Für den sozialistischen Staat war der Handel mit enteigneter Kunst ein lukratives Geschäft. Vermutlich wurden um die 200 Menschen mit oft fingierten Vorwürfen erpresst und meist verhaftet, damit ihre Kunstschätze gegen West-Mark in den Westen verkauft werden konnten. Das brachte im Durchschnitt jedes Jahr 25 Millionen D-Mark in die DDR-Kasse.
Bis heute wurde kaum ein Kunstsammler von damals restituiert. Doch nun gibt es für die Erben der Enteigneten einen Hoffnungsschimmer: Wie das Nachrichtenmagazin Der Spiegel berichtet, hat das Erfurter Angermuseum dem Sohn des Sammlers Heinz Dietel 23 Kunstgegenstände zurückgegeben.
Müll, Waffen und Kunst
Auch Heinz Dietel musste in einem fragwürdigen Steuerverfahren zahlreiche Kunstwerke an die DDR-Firma "Kunst und Antiquitäten" abtreten.
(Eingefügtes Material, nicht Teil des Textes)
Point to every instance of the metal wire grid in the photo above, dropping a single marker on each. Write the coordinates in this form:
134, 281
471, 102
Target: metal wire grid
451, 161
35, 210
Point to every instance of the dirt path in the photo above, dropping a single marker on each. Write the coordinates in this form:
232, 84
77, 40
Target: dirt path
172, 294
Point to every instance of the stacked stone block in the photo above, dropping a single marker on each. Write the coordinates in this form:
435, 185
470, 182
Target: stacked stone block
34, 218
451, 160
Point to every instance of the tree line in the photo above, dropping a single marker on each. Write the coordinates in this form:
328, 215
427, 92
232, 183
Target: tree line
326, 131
Die 1973 gegründete K&A GmbH stand unter der Verantwortung des Ministeriums für Außenhandel. Die sogenannte Kommerzielle Koordinierung führte Alexander Schalck-Golodkowski, ein enger Vertrauter von Staats- und Parteichef Erich Honecker.
Ab 1970 nahm die Verschuldung des sozialistischen Staates von Jahr zu Jahr zu. 1989, im Jahr der Wende, drohte der finanzielle Kollaps für die DDR. Um Devisen in die ostdeutsche Kasse zu bringen, lagerte Schalck-Golodkowski westdeutschen Müll auf DDR-Deponien, handelte mit Waffen und ließ politische Häftlinge vom Westen freikaufen. Außerdem verhökerte er Kunst.
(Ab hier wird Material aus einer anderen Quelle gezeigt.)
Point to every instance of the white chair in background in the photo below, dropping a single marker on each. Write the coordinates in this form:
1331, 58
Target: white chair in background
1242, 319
Laut Angaben des Spiegel, schaltete Schalck-Golodkowski dafür sogar seine Kollegen im Ministerium für Staatsicherheit, den Geheimdienst der DDR, ein. Eine Arbeitsgruppe, die Stasi-intern als die "Kunstfahnder" bekannt war, durchforstete die ganze DDR nach Kulturgütern.
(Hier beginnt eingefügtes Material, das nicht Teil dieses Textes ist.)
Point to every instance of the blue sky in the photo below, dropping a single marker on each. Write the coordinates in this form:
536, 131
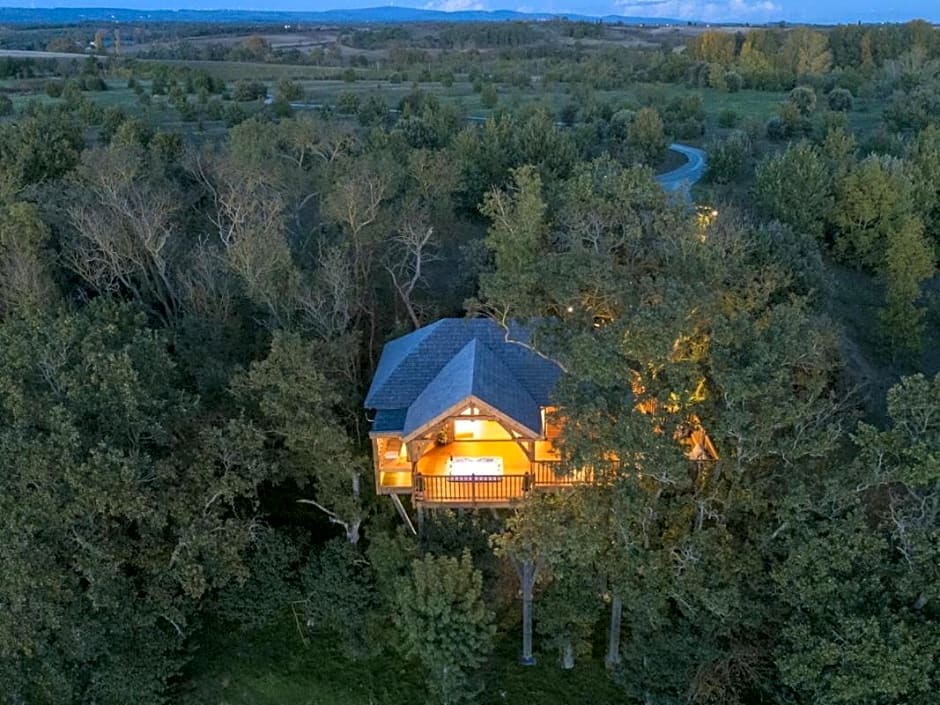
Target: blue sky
717, 10
819, 11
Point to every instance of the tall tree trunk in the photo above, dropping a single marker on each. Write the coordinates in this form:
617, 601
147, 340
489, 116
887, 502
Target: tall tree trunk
567, 656
613, 643
527, 574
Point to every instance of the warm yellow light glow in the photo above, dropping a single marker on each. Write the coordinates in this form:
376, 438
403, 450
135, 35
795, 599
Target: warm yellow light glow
465, 429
Systematisch und im Sinne des Sozialismus
Dass das Ministerium für Staatsicherheit, die Finanzbehörden, die Steuerfahnder, alle tätig wurden zeige, wie lukrativ das Geschäft mit gestohlenen Kunstgegenständen war, erklärt der Rechtsanwalt Detlev Gudat.
Gudat übernahm 1987 einen der ersten DDR Kunstrestitutionsfälle, den Fall des Möbelrestaurators Werner Schwarz. Wie Gudat der DW berichtet, habe ihm der Bürgermeister von Westberlin, Eberhard Diepgen, damals gesagt: "Da haben sie ja offensichtlich in ein Wespennest gestochen."
Eine offizielle Rechtfertigung, um die Wohnungen der Sammler komplett leerzuräumen, hatte die Sozialistische Einheitspartei Deutschlands. "In der DDR war ohnehin der Staat Eigentümer. Privateigentum gab es natürlich, aber das Staatseigentum war höherrangig", erklärt Gudat. "Jeder Selbstständige - sofern es für die Partei opportun war - galt als Volksfeind."
Ein perfekter Ausflug
In Depots, wie dem Zentrallager in Mühlenbeck bei Berlin, wurden Kunstwerke, Porzellan, Münz- und Büchersammlungen, Schmuck und Teppiche aus den Privatbeständen der Enteigneten zum Verkauf gelagert. Über den "Massencharakter des Warenbestands" in Mühlenbeck klagte sogar der Minister für Kultur, dieser führe zu Schwierigkeiten bei der Inventarisierung.
Touristen, Diplomaten und westliche Antiquitätenhändler konnten zum Kunstkauf Busausflüge ins Lager machen. Die meisten Käufer waren Privatpersonen.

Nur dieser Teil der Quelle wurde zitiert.